Konya Ovasının ciddi tarımın yapıldığı bir bölge olduğunun altını çizen Ziraat Mühendisleri Odası (ZMO) Konya Şube Başkanı Burak Kırkgöz, “Bölgede üretimin çok olması gübre kullanımını da artırıyor. Çiftçilerimiz gübreyi yoğun bir şekilde kullanıyor. Girdi maliyetlerinde en büyük kısımlardan biri de gübre. Tabii gübre ihtiyacı, ülke olarak çok ciddi anlamda tüketim yaptığımız için çok ciddi para harcadığımız bir konu. Şu anda ülkemizde hali hazırda Mazı Dağından çıkarttığımız fosfor kaynağı var ve arkasından bu doğal gaz kaynağından sonra bu çıkartılan doğal gazın yardımıyla üreteceğimiz üre gübresi gündeme geliyor. Üre gübresi de ülkemizde çok yoğun şekilde kullanılıyor” dedi.


Gübre satışı yapan esnafa büyük destek sağlayacağını ifade eden Konya Şube Başkanı Burak Kırkgöz, “Bazı zamanlarda fiyatların yükselmesi esnafımız para kazanıyor ama bazı dönemlerde fiyatların gerilemesi söz konusu. Çünkü bu gübrelerin tamamı yurt dışından döviz bazlı geldiği için, doların yükselmesi veya düşmesi ürünün de talep miktarındaki artış ve azalış fiyatlarda dalgalanmaya neden oluyor. Tabii gübremizi kendimiz üretmemiz ülke açısından bu dalgalanmanın da önüne geçip istikrarlı bir fiyat oluşturmayı ve ticaretin daha kolay ve rahatlıkla yapılmasına neden olacak” şeklinde konuştu.

“Sezonda gübremizi alacak mıyız, alamayacak mıyız diye düşünüyorduk ama şimdi artık gübre fabrikamız da olacak”

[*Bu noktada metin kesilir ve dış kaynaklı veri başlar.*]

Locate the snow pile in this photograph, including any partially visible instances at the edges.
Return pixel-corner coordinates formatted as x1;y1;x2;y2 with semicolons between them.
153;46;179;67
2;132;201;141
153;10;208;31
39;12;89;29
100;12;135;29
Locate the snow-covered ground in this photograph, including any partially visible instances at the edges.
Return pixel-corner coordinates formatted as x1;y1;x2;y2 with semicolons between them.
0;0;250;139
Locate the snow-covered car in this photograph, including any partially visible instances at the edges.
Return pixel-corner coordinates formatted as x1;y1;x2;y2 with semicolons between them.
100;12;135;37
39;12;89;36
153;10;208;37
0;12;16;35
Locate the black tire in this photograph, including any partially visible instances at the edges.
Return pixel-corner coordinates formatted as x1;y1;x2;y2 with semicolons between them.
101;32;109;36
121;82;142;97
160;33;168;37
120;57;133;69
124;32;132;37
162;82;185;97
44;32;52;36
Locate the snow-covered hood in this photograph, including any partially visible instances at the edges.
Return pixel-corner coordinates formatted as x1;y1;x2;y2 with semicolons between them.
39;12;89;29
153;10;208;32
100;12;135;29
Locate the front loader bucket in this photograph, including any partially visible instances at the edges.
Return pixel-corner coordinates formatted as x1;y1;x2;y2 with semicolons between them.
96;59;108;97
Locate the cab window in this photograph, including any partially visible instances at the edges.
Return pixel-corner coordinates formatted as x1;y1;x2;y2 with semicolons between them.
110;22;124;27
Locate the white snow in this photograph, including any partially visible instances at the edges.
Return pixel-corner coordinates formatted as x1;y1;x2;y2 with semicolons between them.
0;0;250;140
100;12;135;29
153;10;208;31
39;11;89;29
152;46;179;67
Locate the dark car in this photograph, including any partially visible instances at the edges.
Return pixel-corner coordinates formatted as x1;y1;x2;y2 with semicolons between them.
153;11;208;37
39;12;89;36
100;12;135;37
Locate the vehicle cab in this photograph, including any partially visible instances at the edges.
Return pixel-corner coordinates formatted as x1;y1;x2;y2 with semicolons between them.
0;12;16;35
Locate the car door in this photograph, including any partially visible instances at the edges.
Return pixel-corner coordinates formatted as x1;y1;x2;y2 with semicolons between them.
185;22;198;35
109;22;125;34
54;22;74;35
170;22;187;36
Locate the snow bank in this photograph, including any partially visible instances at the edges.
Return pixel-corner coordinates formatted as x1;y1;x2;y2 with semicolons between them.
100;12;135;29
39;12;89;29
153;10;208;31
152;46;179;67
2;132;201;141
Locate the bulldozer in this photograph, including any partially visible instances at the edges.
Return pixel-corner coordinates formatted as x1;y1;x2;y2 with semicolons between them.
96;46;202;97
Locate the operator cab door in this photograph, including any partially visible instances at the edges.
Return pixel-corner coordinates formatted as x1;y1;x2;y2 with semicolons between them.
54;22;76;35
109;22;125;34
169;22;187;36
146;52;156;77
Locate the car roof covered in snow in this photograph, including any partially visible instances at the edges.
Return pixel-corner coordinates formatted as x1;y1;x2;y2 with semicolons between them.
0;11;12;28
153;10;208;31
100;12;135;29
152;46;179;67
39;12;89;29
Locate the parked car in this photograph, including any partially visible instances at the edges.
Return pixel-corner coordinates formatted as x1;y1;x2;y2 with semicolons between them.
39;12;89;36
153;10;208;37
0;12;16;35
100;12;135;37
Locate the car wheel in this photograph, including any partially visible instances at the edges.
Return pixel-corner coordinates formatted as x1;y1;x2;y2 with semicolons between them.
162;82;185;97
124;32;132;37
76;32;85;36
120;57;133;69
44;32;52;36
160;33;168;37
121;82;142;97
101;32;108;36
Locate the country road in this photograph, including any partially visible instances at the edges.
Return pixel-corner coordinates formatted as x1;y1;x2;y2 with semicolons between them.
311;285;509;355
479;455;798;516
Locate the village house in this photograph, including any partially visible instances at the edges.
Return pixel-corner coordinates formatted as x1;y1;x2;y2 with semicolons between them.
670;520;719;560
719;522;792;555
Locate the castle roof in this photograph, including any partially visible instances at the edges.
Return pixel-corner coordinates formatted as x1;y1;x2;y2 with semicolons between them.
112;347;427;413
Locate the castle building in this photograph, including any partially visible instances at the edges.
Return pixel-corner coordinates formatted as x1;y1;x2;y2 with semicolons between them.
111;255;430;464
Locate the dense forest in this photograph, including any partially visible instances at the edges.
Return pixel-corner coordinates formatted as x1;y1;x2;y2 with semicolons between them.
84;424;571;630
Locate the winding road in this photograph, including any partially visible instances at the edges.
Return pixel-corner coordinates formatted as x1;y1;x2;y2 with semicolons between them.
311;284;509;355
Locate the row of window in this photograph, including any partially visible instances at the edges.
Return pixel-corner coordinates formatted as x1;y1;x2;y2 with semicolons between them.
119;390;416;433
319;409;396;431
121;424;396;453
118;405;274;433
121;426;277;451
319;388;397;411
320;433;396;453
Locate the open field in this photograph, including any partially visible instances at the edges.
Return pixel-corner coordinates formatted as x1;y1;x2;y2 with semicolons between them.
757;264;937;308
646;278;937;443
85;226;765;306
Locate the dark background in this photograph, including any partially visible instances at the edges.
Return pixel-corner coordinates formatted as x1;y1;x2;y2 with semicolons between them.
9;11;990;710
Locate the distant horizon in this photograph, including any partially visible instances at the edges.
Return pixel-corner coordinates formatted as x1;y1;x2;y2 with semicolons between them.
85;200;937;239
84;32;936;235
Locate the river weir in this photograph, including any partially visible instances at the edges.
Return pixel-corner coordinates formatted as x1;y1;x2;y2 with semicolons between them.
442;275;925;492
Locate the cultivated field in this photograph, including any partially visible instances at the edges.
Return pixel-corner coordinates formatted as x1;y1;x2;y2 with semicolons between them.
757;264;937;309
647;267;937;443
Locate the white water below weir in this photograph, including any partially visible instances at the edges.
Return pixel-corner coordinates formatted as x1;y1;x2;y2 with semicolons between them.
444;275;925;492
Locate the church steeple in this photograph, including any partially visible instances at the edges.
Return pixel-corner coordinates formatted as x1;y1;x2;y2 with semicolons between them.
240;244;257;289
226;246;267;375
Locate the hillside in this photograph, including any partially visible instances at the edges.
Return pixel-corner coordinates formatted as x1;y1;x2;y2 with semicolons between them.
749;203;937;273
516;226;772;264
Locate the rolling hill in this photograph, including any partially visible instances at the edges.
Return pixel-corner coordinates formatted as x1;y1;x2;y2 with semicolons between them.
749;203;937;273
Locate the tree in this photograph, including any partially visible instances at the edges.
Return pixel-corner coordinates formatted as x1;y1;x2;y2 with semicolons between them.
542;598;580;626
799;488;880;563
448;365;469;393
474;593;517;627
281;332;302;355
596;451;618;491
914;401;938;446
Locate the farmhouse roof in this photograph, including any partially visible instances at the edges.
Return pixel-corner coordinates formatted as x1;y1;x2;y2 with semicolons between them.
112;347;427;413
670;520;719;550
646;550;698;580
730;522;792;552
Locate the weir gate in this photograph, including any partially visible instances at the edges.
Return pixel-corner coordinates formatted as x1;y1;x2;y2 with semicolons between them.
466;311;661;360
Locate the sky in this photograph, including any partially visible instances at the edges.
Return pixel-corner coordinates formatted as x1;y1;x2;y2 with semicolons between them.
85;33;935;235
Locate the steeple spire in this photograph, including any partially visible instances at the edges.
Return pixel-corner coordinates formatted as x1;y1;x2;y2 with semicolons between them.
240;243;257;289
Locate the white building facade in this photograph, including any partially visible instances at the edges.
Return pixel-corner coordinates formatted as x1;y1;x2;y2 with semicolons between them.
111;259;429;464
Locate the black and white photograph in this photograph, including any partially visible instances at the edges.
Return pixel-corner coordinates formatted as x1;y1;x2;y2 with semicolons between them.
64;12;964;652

Selçuklu Ziraat Odası Başkanı ve bölgede çiftçilik yapan İsmail Toklu, “Cumhurbaşkanımızın son 10 tane müjdesi vardı. Bunlardan bir tanesi gübre fabrikasıydı. Zaten çiftçimize bir güven ortaya koydu. Hükümetimiz, devletimiz, Cumhurbaşkanımız çiftçimizin arkasında bulunduğu sürece biz üretmek için elimizden gelen her şeyi sarf edeceğiz. Bize güven geldi, daha önce korkuyorduk, ürettiğimiz zaman malımızı kaça satarız, kar edecek miyiz, edemeyecek miyiz diye düşünüyorduk. Sezonda gübremizi alacak mıyız alamayacak mıyız diye düşünüyorduk. Ama şimdi artık gübre fabrikamız da olacak, doğal gazımız da var. Yani enerjimizi ucuza almaya başlayacağız ve bundan dolayı bizde bir güven var. Biz daha çok işimize sarılacağız. Üretmek için elimizden geleni sarf edeceğiz. Biz güvendeyiz diyoruz” ifadelerini kullandı.


“Gübre fiyatlarını da düşüreceğine inanıyorum”

Selçuklu ilçesinde çiftçilik yapan İlhan Armancı ise, “Bir çiftçi olarak geçen yıl gübre fiyatları çok yükseldiği için kullandığımız gübreleri miktar olarak azalttık. Yani girdi maliyetlerimiz yükseldiği için gücümüz yettiği kadar yapabildik. Bu da haliyle bizim üretimimizi etkiledi. Tabii doğal gazın Türkiye’de çıkması gübreyi kendimiz üretmemiz, bu fiyatları etkileyeceğine inanıyorum. Gübre fiyatlarını da düşüreceğine inanıyorum. Bu ucuz gübre üretime katkı sağlarsa hem Türkiye genelinde hem de üreten çiftçiler açısından çok önemli bir gelişme olacak” dedi.